# What bolts to use on stove rebuild?



## AlanS (Oct 1, 2009)

Vermont Castings Encore....I removed the inner side  walls and the upper fireback.   Broke some bolts (drilled and re-threaded the holes)...  Do I need to get 'special' bolts to replace the old? 
They are 1/4- 20, but should I get Stainless Steel?  Do they have to be a certain hardness?   I have a well stocked hardware store near by, so I will get what you suggest.    I see that one of the old bolt heads has three dashes on the head...anything?    I want to get this thing together already


----------



## WES999 (Oct 1, 2009)

The dashes on the head indicate the grade or strength of the bolt, 3 hash marks = grade 5
http://www.unified-eng.com/scitech/bolt/boltmarks.html

I expect grade 5 should work just fine. You may want to put some never seize on the threads to make removal in the future easier.


----------



## Dune (Oct 1, 2009)

Three dashs is a grade 5, not the strongest bolt possible, but a hardened bolt nonetheless. Replace your bolts with grade 5 (three marks on the head), or grade 8 (six marks on the heads). Stainless would be a waste of money. Incidentaly, when I have rebuilt old stoves in the past, I used "stove bolts", which are grade 2 (dead soft steel).


----------



## Corey (Oct 1, 2009)

Why stove bolts of course!  You can shell out money for the stronger grade 5 or 8's but the heat from the firebox will temper them all back to grade 2 anyway.


----------



## Dune (Oct 2, 2009)

cozy heat said:
			
		

> Why stove bolts of course!  You can shell out money for the stronger grade 5 or 8's but the heat from the firebox will temper them all back to grade 2 anyway.

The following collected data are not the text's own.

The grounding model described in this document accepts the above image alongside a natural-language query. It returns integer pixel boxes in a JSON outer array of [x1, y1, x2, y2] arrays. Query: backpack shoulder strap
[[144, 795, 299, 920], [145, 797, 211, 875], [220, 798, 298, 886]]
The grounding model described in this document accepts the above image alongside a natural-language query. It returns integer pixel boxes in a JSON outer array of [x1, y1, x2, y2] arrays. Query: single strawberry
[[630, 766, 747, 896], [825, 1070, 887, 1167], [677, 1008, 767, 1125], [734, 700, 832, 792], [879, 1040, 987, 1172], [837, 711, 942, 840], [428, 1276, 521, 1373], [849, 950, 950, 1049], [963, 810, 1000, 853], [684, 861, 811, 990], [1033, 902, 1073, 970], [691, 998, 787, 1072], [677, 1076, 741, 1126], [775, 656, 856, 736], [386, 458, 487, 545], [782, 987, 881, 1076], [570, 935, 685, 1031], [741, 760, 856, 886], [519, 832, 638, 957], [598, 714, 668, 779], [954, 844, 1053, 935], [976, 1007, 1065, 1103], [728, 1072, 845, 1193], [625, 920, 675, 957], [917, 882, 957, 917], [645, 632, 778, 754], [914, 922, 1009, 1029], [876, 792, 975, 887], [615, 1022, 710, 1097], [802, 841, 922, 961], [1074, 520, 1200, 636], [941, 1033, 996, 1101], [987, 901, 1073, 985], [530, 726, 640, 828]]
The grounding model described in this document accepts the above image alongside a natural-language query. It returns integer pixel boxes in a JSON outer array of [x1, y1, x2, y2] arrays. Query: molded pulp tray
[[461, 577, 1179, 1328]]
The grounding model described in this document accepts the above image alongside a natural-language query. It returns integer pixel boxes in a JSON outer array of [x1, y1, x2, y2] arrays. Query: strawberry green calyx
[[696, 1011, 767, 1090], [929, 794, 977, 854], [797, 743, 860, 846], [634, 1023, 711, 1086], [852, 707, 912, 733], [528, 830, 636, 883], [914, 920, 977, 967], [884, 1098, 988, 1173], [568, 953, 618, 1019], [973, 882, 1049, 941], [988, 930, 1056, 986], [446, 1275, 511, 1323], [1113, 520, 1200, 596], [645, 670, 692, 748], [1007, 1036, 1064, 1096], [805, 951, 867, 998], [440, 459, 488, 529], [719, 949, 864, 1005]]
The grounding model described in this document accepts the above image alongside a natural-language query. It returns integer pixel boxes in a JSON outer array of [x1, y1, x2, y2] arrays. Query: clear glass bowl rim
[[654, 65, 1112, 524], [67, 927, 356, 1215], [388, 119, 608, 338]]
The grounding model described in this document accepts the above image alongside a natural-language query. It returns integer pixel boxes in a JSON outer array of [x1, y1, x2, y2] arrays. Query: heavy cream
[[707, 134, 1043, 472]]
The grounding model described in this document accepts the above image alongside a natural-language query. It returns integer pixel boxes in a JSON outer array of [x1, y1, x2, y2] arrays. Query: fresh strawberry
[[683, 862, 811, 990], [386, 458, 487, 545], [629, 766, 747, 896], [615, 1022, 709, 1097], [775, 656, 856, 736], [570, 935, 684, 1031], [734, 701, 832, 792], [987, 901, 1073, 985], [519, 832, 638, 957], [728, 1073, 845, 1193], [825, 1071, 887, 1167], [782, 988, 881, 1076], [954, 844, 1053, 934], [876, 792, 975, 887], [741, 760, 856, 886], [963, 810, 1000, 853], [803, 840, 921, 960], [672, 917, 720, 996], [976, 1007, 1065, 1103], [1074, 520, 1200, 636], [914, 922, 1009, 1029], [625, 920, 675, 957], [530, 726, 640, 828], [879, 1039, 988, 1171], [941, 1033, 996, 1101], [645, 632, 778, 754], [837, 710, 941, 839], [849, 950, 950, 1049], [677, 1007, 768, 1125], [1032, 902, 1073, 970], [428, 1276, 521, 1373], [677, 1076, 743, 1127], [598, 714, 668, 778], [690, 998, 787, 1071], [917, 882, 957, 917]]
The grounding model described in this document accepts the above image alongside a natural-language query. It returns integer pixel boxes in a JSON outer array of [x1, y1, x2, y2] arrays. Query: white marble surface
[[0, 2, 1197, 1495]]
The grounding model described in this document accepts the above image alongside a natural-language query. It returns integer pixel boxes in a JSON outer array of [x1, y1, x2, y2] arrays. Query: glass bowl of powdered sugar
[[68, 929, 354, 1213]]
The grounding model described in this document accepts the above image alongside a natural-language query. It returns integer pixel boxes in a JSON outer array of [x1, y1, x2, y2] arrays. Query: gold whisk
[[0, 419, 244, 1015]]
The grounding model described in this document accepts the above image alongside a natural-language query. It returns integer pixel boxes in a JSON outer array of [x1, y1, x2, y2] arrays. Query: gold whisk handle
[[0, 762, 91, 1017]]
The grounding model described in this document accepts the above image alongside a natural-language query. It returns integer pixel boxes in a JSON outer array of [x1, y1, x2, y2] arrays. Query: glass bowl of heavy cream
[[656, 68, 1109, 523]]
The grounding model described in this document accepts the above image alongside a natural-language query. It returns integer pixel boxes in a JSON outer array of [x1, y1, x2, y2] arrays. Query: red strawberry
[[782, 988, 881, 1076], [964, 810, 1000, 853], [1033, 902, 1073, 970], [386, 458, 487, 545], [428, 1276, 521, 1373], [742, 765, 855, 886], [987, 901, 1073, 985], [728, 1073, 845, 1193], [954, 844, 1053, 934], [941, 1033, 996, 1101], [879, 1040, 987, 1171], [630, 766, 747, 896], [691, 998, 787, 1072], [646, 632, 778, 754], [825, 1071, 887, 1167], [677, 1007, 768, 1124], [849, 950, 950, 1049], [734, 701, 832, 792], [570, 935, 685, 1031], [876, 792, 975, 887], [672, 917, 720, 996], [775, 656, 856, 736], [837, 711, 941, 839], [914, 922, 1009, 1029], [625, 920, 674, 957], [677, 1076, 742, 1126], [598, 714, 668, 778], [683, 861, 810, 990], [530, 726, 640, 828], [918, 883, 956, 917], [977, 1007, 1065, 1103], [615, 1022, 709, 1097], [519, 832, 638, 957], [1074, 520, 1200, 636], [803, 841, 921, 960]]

Not nessasarily. For a hardened bolt to be "tempered all the way back" (anealed), it must be heated to above the critical temperature of the metal (1375F) for low carbon, higher for medium carbon. It is unlikely that all the bolts in a modern stove will ever be exposed to these temps. For the cost of two or three dollars more, it is not worth the risk of re-engineering the stove's construction.


----------



## daryl (Oct 2, 2009)

Dune said:
			
		

> Three dashs is a grade 5, not the strongest bolt possible, but a hardened bolt nonetheless. Replace your bolts with grade 5 (three marks on the head), or grade 8 (six marks on the heads). Stainless would be a waste of money. Incidentaly, when I have rebuilt old stoves in the past, I used "stove bolts", which are grade 2 (dead soft steel).



A soft bolt sure makes it easier to drill and re tap because you forgot to put the anti seize on the first time around.


----------



## BrotherBart (Oct 2, 2009)

Replace them with 304 stainless, the ones in the bin at the hardware store, and put copper based anti-seize compound from the local auto parts store on the the threads before reinstalling them.

Good as it gets.


----------